There’s no doubt that the Montage M is superior to the classic Montage in most ways (although not all), but this video was supposed to be more of a comparison of concepts - the Montage as a unified single instrument against the Fantom as a collection of disparate components that happen to live in the same housing. As such, I think it conveys the most important differences - and I do call out the Montage M differences where appropriate.
I have both and for me the Montage is lot better. Few sounds in the Fantom are better but I can easily live with the Montage ones too. If you want to have the best sounds of the synths from decades past (barring some FM ones) and do sound design, Fantom is the one you want. Having had mine since week one, as far as features go, Fantom is an unfinished in my opinion; the sequencer is a complete joke.
Fantom's sequencer would be a good idea, but an unfinished idea, I agree.
In general, Fantom editing stuck in JD menu-paging era, just there are more than 2 lines on the screen.
you forget there are cubase and studio one DAW modes as well
Are you referring to Montage or Fantom?
@@KierDarby The Fantom. Sorry i didnt specify. Also you can use them under normal mackie controls for any DAW and it will work and let you assign the knobs and sliders while also working with the transport controls.
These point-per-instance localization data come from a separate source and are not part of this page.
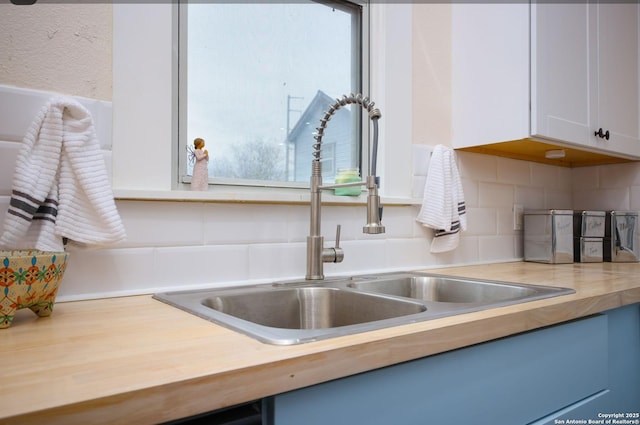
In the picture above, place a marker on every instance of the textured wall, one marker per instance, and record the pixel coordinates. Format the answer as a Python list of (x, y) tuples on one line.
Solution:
[(66, 48)]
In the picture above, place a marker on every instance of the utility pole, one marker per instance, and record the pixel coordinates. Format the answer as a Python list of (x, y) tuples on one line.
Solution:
[(287, 141)]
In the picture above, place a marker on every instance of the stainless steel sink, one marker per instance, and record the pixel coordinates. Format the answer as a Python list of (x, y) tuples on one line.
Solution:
[(448, 289), (309, 307), (295, 312)]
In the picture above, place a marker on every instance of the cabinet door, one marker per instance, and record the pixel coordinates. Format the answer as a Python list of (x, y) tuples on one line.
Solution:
[(513, 380), (490, 73), (560, 63), (584, 74), (617, 74)]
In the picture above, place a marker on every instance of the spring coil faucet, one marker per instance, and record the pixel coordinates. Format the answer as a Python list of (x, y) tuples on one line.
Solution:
[(317, 254)]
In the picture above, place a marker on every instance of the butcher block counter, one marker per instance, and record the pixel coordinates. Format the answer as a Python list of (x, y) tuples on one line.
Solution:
[(137, 360)]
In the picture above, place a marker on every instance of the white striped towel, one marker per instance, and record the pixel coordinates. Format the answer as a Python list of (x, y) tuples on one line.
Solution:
[(443, 206), (61, 189)]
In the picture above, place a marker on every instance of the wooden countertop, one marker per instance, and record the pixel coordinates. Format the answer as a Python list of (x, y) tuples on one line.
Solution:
[(136, 360)]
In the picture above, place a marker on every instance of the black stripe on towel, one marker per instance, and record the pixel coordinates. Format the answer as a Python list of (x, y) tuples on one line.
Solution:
[(28, 208), (455, 228)]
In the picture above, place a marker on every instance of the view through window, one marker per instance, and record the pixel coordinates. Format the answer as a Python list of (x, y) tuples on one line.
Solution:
[(258, 78)]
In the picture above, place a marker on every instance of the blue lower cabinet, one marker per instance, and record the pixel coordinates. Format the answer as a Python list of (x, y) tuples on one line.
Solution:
[(538, 377)]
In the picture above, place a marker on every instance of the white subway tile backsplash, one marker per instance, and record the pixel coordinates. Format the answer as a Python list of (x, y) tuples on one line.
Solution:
[(621, 176), (496, 248), (529, 197), (161, 223), (241, 223), (634, 198), (482, 221), (558, 200), (584, 178), (470, 190), (513, 171), (93, 273), (408, 253), (180, 267), (478, 167), (271, 261), (495, 195), (8, 156)]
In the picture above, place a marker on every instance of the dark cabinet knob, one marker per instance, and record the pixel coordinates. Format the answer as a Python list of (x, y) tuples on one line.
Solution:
[(601, 134)]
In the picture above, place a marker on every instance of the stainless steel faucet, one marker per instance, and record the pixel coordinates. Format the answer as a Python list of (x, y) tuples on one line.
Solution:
[(317, 254)]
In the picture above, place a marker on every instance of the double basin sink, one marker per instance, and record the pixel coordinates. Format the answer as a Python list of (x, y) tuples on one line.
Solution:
[(295, 312)]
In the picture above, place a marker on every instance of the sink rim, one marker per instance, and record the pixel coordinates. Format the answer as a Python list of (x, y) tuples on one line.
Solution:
[(190, 301)]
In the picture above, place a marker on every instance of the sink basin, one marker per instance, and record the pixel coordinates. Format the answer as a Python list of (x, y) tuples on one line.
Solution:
[(449, 290), (310, 307), (295, 312)]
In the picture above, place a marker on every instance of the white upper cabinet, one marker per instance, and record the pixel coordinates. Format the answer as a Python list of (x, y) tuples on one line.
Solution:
[(554, 73), (584, 75), (490, 73)]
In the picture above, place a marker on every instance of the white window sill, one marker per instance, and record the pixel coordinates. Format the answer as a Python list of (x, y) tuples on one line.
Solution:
[(250, 195)]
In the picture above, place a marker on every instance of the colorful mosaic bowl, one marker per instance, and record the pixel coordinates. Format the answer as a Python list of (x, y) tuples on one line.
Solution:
[(29, 279)]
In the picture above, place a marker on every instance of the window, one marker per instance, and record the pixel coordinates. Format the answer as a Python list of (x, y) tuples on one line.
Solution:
[(254, 81)]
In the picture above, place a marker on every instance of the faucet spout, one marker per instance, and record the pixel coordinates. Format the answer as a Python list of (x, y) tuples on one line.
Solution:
[(317, 254)]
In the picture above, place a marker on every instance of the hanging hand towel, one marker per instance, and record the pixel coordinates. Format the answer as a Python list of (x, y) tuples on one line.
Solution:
[(61, 188), (443, 207)]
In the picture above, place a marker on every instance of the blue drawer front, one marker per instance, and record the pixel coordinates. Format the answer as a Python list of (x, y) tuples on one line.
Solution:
[(514, 380)]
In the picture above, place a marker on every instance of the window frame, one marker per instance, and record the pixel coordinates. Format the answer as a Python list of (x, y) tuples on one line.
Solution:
[(363, 64)]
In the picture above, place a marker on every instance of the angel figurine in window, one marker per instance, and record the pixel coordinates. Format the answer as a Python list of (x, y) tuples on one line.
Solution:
[(200, 159)]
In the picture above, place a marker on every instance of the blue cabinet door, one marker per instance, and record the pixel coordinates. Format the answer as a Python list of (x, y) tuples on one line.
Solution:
[(515, 380)]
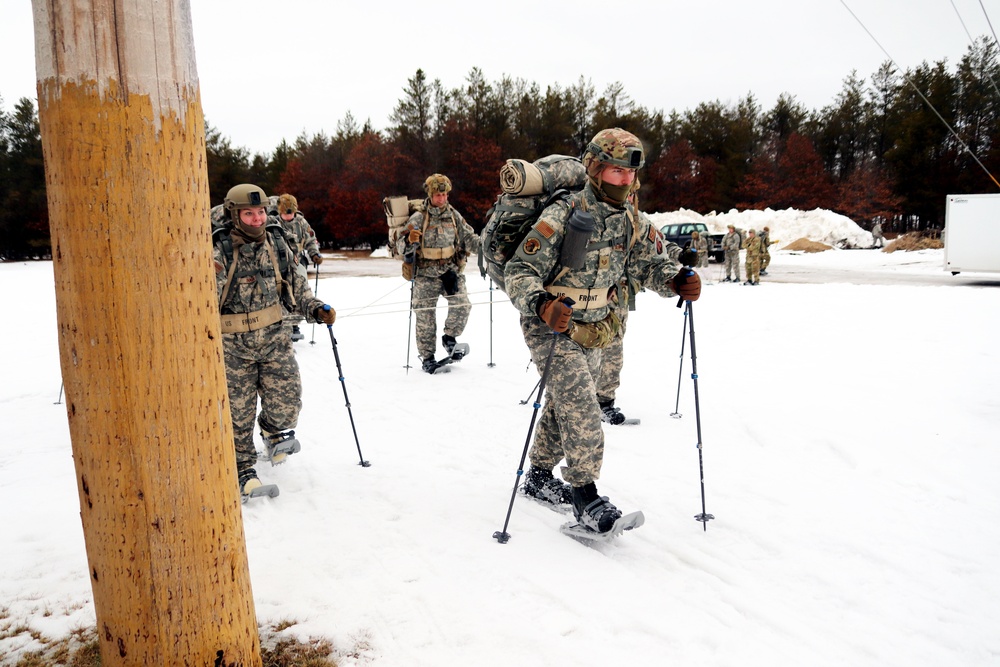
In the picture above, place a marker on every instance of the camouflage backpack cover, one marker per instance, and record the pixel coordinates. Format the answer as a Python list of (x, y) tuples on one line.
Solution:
[(527, 188), (397, 211)]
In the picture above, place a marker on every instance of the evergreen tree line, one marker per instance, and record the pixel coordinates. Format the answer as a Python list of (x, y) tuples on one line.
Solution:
[(889, 148)]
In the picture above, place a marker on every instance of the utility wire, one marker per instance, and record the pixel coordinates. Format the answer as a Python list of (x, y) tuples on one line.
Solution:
[(988, 22), (972, 41), (923, 97)]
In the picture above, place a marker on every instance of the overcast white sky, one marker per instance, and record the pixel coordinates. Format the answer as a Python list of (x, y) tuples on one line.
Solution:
[(272, 70)]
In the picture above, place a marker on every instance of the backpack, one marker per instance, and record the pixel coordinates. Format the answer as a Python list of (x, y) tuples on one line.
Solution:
[(397, 211), (527, 189)]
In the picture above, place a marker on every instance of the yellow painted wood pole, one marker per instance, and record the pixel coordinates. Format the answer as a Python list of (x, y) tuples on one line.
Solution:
[(141, 355)]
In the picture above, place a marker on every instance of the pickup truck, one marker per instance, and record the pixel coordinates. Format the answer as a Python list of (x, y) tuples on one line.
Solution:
[(680, 233)]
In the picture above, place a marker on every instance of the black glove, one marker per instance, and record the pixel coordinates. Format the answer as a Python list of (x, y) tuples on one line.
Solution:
[(555, 312), (449, 279), (687, 285), (326, 314), (688, 257)]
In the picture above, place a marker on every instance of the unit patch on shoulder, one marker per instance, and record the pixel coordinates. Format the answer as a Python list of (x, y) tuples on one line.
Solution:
[(544, 229)]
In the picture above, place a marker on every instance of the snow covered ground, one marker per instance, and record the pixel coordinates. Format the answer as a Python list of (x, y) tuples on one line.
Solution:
[(850, 459)]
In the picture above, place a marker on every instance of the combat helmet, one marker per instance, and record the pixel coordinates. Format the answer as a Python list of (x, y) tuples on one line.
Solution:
[(613, 146), (437, 183), (616, 147), (245, 195)]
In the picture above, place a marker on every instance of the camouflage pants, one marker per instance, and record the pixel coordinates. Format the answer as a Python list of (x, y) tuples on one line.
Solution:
[(570, 425), (296, 317), (733, 264), (753, 268), (426, 290), (261, 365), (612, 361)]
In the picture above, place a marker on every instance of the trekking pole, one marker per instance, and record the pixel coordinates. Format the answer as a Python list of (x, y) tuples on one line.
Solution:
[(528, 397), (491, 364), (704, 517), (347, 401), (675, 414), (315, 293), (502, 536), (413, 282)]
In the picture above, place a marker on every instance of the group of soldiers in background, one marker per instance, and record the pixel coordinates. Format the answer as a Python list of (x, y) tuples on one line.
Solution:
[(757, 258)]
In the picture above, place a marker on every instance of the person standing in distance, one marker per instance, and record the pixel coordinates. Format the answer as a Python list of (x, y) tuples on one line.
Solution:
[(438, 241), (578, 305), (303, 239)]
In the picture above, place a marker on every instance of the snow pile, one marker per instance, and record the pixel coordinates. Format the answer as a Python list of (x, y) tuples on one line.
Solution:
[(786, 225)]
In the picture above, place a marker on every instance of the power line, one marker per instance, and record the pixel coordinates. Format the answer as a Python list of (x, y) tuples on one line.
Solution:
[(922, 96), (972, 41)]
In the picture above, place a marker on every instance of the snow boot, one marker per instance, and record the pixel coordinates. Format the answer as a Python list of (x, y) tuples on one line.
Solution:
[(592, 511), (540, 484), (279, 445), (448, 342), (610, 414), (248, 481)]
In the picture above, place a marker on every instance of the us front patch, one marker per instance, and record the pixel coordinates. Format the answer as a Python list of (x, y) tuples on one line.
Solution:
[(544, 229)]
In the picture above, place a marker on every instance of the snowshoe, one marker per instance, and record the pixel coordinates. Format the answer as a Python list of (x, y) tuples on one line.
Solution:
[(280, 445), (251, 487), (611, 415), (627, 522), (460, 351), (541, 485), (594, 512)]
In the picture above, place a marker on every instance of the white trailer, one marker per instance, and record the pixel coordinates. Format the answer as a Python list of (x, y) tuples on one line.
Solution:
[(972, 233)]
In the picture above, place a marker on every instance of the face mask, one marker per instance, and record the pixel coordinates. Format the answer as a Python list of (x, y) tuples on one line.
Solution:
[(616, 193), (251, 233)]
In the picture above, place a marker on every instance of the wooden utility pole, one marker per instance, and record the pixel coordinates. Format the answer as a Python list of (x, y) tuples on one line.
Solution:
[(141, 355)]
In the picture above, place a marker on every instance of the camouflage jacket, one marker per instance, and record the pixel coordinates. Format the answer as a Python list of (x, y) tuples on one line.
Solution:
[(300, 234), (446, 242), (609, 261), (254, 286), (731, 242)]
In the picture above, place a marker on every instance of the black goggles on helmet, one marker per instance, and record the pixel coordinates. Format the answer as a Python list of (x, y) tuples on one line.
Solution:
[(634, 158)]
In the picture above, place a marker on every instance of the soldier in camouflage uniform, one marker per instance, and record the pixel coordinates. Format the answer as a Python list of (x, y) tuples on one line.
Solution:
[(437, 241), (304, 244), (752, 246), (578, 305), (765, 253), (257, 283), (731, 249)]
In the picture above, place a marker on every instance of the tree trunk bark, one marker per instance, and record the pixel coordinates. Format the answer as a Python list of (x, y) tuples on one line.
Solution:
[(139, 343)]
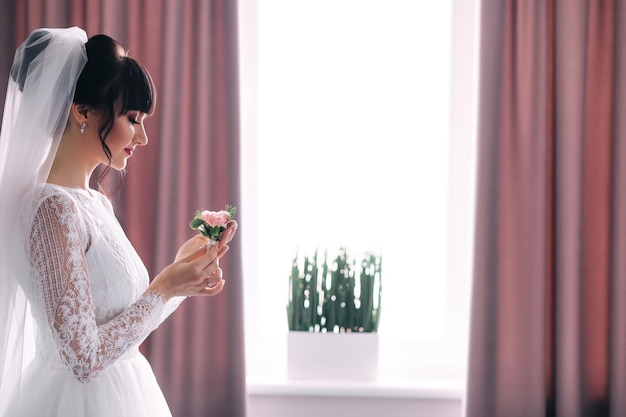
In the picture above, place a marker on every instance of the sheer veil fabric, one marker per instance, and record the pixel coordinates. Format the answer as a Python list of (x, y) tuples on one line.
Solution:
[(39, 95)]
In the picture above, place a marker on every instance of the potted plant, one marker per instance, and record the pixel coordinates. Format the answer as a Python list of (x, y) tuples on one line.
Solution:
[(333, 311)]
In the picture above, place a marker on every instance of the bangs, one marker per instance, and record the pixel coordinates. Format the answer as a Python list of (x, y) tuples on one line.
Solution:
[(140, 93)]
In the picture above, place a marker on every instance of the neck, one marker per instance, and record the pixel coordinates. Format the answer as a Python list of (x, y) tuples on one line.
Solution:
[(72, 166)]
@xenobiigaming is that new with EX? I only see Logic / MainStage and Live on my Fantom
@@KierDarby yes, the EX Upgrade, or the EX versions of the Fantom have this as a new feature for the new OS. there are a few extra highlights and features which include:
Exclusive JUPITER-8, SH-101, and JX-3P ACB Expansions
German Concert V-Piano Expansion 01, previously only available for the RD-2000 stage piano
Newly developed SuperNATURAL Acoustic Piano 3 Expansion
JD-800 Model Expansion
n/zyme Model Expansion
New studio-grade Shimmer Reverb and Modulation Reverb
New V-Piano GUI
Added DAW control profiles for Cubase and Studio One
Mastering EQ and Mastering Comp template functions and new graphical interfaces
Montage M is already out. Roland sound like 30 years a go. Yamaha is the boss.
Mx is much better than the old version
korg kronos 😂
Wow, something makes less sense than Yamaha?!
FWIW it took me a long, LONG time, but the Yamaha system makes perfect sense to me now. And I guess, so does Fantom... I just don't think it's as well integrated.
Roland essentially releasing products to abandon them as soon as the new one hits the shelves should be the first indication as to which product is better.
Is the aftertouch on the Fantom 6 or 7 so hard to activate as the 8?
Interestingly I’ve a venerable Fantom G8, and its aftertouch is also a high pressure experience and a disappointment.